We’ve reached track 10, Fitzpleasure. By now we are beginning to know what to expect from Alt-J‘s music and this track has it all: a cappella singing, full and sparse arrangements, tinkly synth effects, impressive guitar licks and weird words chosen for their sound more than their meaning. But above all it urges us on with an insistent beat and heavy bass riffs. “Come on boys”, it seems to say. “In your snatch fits pleasure.”
(Piano) is musical interlude number three. It’s actually a little snippet for piano and voice just 54 seconds long. It’s hardly a track at all, just a pleasing phrase played twice, a breathing space between the real songs, a piece of tape rescued from the recording studio floor. And that, of course, is reason enough to mention it specifically here.
Track 12 is Bloodflood. It starts slowly and ambles peacefully along. Guitar and piano parts complement each other, each sparkling like the sun on the waves of a calm sea, while the drumsticks clatter a woodpecker’s rap. We are at one with nature. Even the words make some sort of sense.
… a wave, an awesome wave
That rushes skin and widens in flooded veins.
There’s an unquenchable heartbeat in the music. It’s a never ending song, an eternal ode to the universe. But, just as we are settling back into our favourite armchair to listen, the instruments gradually fall silent and the song ends as quietly as it began. Once again, Alt-J seem to have given us a lovely introduction and forgotten to give us the middle section. And yet, Bloodflood is the longest track on the album so far at 4 minutes 9 seconds.

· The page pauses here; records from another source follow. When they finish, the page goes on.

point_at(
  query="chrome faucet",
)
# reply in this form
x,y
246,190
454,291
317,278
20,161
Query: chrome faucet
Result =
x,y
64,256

If we ignore the ‘bonus’ track for now the last song on An Awesome Wave is Taro. This one seems to be a protest song lamenting the death and destruction wrought by war. It is the only track on the album that uses synthesised strings to add a little melancholy to the music. And yet, Alt-J still give it enough of a beat to avoid the dirge and enough light and shade to avoid despair. It is, in fact, yet another very enjoyable song.
On the CD (according to Wikipedia) the 13th track contains two songs: the aforementioned Taro and a ‘bonus track’ called Hand-made, separated by 5 minutes of silence. The download version has sensibly separated the two tracks and eliminated the gap. So, what of Hand-made? Well, it reminds me of something I can’t quite put my finger on. There are rippling guitar chords sounding much like a harp and a vocal refrain reminiscent of novelty records. It’s an Alt-J song all right but somehow it doesn’t work quite as well as the other 13 tracks on the album.
So, dear reader, are you still with me? Have I convinced you that An Awesome Wave is fresh, original and worth listening to? I hope so because there’s a lot to savour on this album and I’d hate you to miss it.